SAN FRANCISCO—In an effort to accommodate the California drought, one brewery is creating an innovative way to conserve California water by using recycled water.

Mavericks Brewing Company is creating a prototype of their award-winning Tunnel Vision IPA, using a specially brewed tactic made from recycled water. Co-owner and co-founder of Mavericks, Lenny Mendonca, stated that the beer is brewed using the same recipe, with the only variation being 100 percent high purity recycled water, sourced from NASA.

Mendonca anticipates that one of the greatest marketing hurdles will be the consumer’s perception of safety regarding the product. Mendonca stated that the recycled water is safe to drink using proven water purification technologies that have been used around the world.

According to California’s health and safety codes, the beer is not allowed to be sold to the general public. Mavericks was granted approval to showcase their product and provide complimentary samples at the Coastside Brewfest located at the Half Moon Bay Brewing Company on Saturday, October 24.

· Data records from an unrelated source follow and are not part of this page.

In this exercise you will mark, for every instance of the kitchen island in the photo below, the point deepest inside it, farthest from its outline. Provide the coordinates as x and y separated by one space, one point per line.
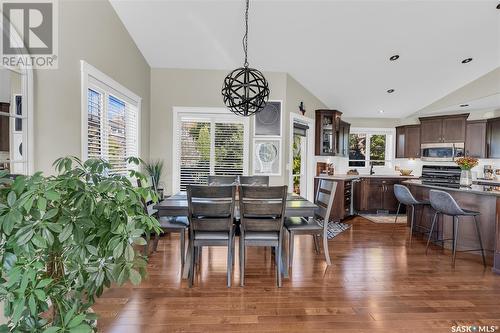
481 198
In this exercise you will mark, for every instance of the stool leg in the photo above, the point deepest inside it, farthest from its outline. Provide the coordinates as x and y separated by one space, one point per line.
480 240
455 237
396 219
434 219
412 223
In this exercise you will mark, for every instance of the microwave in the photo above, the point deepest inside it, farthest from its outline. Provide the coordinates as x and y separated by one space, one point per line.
442 152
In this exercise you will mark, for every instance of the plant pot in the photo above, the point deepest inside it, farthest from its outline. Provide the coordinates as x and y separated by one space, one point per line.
466 178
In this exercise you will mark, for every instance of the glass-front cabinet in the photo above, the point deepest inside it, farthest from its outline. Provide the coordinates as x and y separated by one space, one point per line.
327 131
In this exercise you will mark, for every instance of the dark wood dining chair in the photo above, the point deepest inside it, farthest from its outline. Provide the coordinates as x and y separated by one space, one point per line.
317 225
222 180
254 180
262 211
211 214
170 224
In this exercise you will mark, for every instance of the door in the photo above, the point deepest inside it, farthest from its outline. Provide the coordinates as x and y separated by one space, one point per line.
475 140
430 131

On the five-judge panel of the Mavericks taste test, all but one judge could not tell the recycled brew from the remainder of the conventional IPAs. Several of the judges agreed that the Mavericks recycled brew tasted “less hoppy” than many of the other beers, but that made the beer more enjoyable.

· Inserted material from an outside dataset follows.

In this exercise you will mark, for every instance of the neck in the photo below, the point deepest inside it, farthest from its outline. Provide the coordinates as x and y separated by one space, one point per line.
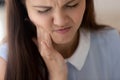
68 49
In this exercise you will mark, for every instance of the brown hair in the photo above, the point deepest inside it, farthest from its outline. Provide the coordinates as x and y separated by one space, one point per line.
24 61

According to the California state water resources control board, the Recycled Water Policy will be evaluated by December 2015 to assess approved uses, and whether the city’s waste water sources can be purified to meet Water Code Section 13050(n) state and federal water quality laws. If the treatment process passes legislation standards, the use of reusing re-treated sewer water is said to be a prospective future of California’s water consumption, and would save billions of gallons of water from being dumped into the ocean each year.

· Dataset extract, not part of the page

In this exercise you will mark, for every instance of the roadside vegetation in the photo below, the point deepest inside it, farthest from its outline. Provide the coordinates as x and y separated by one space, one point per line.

As it stands, the Bay Area has two water treatment centers that are testing water purification systems. The Dublin San Ramon Services District and the Santa Clara Valley Water District are in the midst of testing filtration systems to purify sewer water and water from storm drains in hopes that it will be able to be consumed by the public. In Southern California, Orange County has implemented a system that recycles the county’s waste-water, equating to approximately 100 million gallons of water per day.